At the core, you need to be thinking about ways to increase blood flow to your brain.

  1. Avoid smoking, nicotine, and excessive alcohol as they constrict blood flow and reduce overall health of your vascular system.
  2. Exercise. Exercise will strengthen the heart, improve overall neurotransmitters that make you feel good in the moment, like endorphins and serotonin, and also tone your body. This is particularly important as you lose muscle drastically during this phase.  I’ve found that if you look good, you are more likely to be in the mood.
  3. Consume good fats. Omega 3 fatty acids play an essential role in the function of the cells.  Also, cholesterol, yes, I said cholesterol, is needed to make adequate levels of sex hormones. [7]
  4. Stay hydrated. Drinking water throughout the day not only keeps you hydrated but is particularly important for brain function, since your brain is 80% water!
  5. Have good nutrition. Healthy foods provide your body with the vitamins and minerals it needs, which are necessary for a sexy appetite.  Our bodies need B vitamins, magnesium, zinc, and iron for our brain to synthesize neurotransmitters.  For example, dopamine, which is a neurotransmitter responsible for “pleasure”, requires both iron and vitamin B6 for its production.
  6. Get good sleep. Quality sleep is essential for a sexy libido [8].
  7. Take supplements. Asian ginseng (Panax ginseng), the Peruvian herb Maca (Lepidium myelin), and Ginko (Ginko biloba) are examples of herbals used in Chinese medicine to improve blood flow and sexual function.  [9]
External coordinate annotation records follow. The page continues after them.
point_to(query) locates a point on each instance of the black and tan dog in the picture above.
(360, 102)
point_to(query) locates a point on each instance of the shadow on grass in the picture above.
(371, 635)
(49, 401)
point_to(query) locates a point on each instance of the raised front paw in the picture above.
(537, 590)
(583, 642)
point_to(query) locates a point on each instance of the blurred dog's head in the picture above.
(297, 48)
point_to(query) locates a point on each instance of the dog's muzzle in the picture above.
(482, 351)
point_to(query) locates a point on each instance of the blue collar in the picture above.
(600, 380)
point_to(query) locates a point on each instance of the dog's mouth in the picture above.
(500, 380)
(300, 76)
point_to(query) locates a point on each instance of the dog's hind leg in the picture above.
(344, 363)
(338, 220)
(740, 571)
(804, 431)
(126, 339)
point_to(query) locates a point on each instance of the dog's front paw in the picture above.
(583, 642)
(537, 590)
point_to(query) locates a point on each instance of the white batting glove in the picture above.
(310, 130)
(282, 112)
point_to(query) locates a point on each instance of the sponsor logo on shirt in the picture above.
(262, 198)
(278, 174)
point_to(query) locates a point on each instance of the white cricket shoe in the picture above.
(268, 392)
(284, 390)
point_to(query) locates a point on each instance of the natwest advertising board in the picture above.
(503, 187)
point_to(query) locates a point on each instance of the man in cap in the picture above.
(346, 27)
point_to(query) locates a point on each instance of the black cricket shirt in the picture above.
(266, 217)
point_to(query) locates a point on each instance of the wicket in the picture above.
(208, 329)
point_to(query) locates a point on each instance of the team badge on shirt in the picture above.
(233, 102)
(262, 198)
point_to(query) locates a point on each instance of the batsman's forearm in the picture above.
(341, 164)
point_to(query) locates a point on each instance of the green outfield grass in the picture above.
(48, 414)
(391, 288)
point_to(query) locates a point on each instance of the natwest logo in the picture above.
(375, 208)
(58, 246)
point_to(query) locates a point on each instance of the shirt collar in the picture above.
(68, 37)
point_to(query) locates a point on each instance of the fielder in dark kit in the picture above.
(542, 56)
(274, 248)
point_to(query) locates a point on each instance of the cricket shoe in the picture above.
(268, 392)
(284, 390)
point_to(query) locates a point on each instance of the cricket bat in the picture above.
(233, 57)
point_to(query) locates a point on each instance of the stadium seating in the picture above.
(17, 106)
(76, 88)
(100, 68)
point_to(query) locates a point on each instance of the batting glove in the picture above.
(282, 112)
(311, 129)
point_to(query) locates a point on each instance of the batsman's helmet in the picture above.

If your partner’s libido is also declining, take action. Typically my patients feel that the waning desire is what’s acceptable and is part of a natural aging process.  I’m here telling you don’t take a back seat when it comes to your aging.

A healthy sex life can have a positive impact in your life, so always seek to take on behaviors that will add to the quality of your life.

Thanks again for reading and I’ll see you next time.

References

[1] Lee JR: What Your Doctor May Not Tell You About Menopause. ed revised edition, New York, Hachette Book Group, 2004.

[2] Head KA, Kelly GS: Nutrients and botanicals for treatment of stress: adrenal fatigue, neurotransmitter imbalance, anxiety, and restless sleep. Altern Med Rev 2009;14:114-140.

[3] Pamela Wartian Smith: What You Must Know About Vitamins, Minerals, Herbs & More. Choosing The Nutrients That Are Right For You. Square One Publishers, 2008.

[4] Kelly Brogan M: A Mind of Your Own. HarperCollins Publishers, 2016.

[5] Trompeter SE, Bettencourt R, Barrett-Connor E: Metabolic Syndrome and Sexual Function in Postmenopausal Women. Am J Med 2016;129:1270-1277.

[6] Amen DG: Magnificent Mind at Any Age. New York, Harmony Books, 2008.

[7] Schmidt MA: Brain-Building Nutrition. ed 3rd, Berkeley, Frog Books, 2007.

[8] Kling JM, Manson JE, Naughton MJ, Temkit M, Sullivan SD, Gower EW, Hale L, Weitlauf JC, Nowakowski S, Crandall CJ: Association of sleep disturbance and sexual function in postmenopausal women. Menopause 2017.

[9] Muskin PR: Complementary and Alternative Medicine and Psychiatry. Washington, DC, American Psychiatric Press, Inc., 2005.